Future work should focus on making comparisons between pan-regional OWT sets and other widely implemented OWT classifications, such as that of OC-CCI and Lakes-CCI. Each of these cluster sets are based on different types of training data, with OC-CCI clustering based on multi-sensor global satellite reflectance and Lakes-CCI based on in situ hyperspectral data from LIMNADES. As discussed in
Section 2.4, each of these training data approaches provide various benefits and pitfalls, which need to be considered in the context of the intended application of the OWT classes. Wei et al. [
14] performed a pairwise comparison of clusters across seven cluster sets, all trained on different data types and normalization schemes, using minimum cosine distance that focuses on comparing cluster center spectral shape.
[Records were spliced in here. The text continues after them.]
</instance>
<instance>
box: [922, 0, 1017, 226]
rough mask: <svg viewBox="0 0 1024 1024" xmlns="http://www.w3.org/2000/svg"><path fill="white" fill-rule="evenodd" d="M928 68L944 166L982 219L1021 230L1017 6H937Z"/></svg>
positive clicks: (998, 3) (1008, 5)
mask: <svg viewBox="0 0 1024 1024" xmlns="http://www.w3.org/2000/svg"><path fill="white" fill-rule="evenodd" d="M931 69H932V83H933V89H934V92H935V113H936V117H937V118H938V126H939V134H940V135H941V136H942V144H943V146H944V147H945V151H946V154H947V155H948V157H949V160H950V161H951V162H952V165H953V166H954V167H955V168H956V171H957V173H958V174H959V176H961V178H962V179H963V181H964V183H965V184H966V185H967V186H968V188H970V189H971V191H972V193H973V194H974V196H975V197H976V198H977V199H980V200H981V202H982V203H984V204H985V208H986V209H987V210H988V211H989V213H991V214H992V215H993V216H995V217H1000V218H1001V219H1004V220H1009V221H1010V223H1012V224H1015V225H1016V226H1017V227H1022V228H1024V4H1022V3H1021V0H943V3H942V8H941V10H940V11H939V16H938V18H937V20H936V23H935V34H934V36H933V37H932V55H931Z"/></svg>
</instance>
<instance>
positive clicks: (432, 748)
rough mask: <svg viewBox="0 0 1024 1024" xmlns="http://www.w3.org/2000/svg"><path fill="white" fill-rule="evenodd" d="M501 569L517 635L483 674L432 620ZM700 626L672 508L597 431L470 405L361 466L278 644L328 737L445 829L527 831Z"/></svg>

Nearness in spectral space is a clear indicator of cluster center similarity but, given that one can use OWT class partitioning to decipher the optical complexity and unravel the optical diversity of natural waters globally [
50], a cluster comparison method that takes account of occurrence patterns in geographic and temporal space is just as important. A method such as the ARI comparison technique is well suited for the task of cluster set comparison given that the direct comparison of cluster center spectral curves may be difficult to impossible, depending on data formats. A cross-comparison would allow for determination if a particular OWT classification scheme had identified a unique water type that may have been missing.
5. Conclusions
Fuzzy c-means clustering is a classification tool well suited for transitional water systems through membership representation of mixing processes occurring within river mouths, estuaries, lagoons, and deltas that affect water-leaving reflectance. Cluster analysis at the regional level proved to be valuable to identify site-specific information from transitional water systems, and effectively captured transition zones where freshwater and coastal waters mix. The spatial distribution of dominant OWT coverage across the study sites accurately reflected the expected dynamics for each individual site. We presented a novel cluster set comparison method using ARI scoring over memberships to build a representative pan-regional cluster set that retained site-specific features. The pan-regional OWT set demonstrated here can be used as a basis for per-OWT class calibration of WQ algorithms, from which the optimum performing algorithm can be selected and membership values for those OWT classes used as a basis for a weighted blending of algorithms to produce a final WQ product. This method provides a first attempt to harmonize WQ data products across oceans (OC-CCI, C3S, NASA), regional seas (CMEMS), and inland waters (Lakes-CCI, CLMS). A harmonized EO monitoring system that represents well the continuum from inland aquatic systems to the open ocean would improve coastal water quality monitoring capabilities needed to address international water quality directives.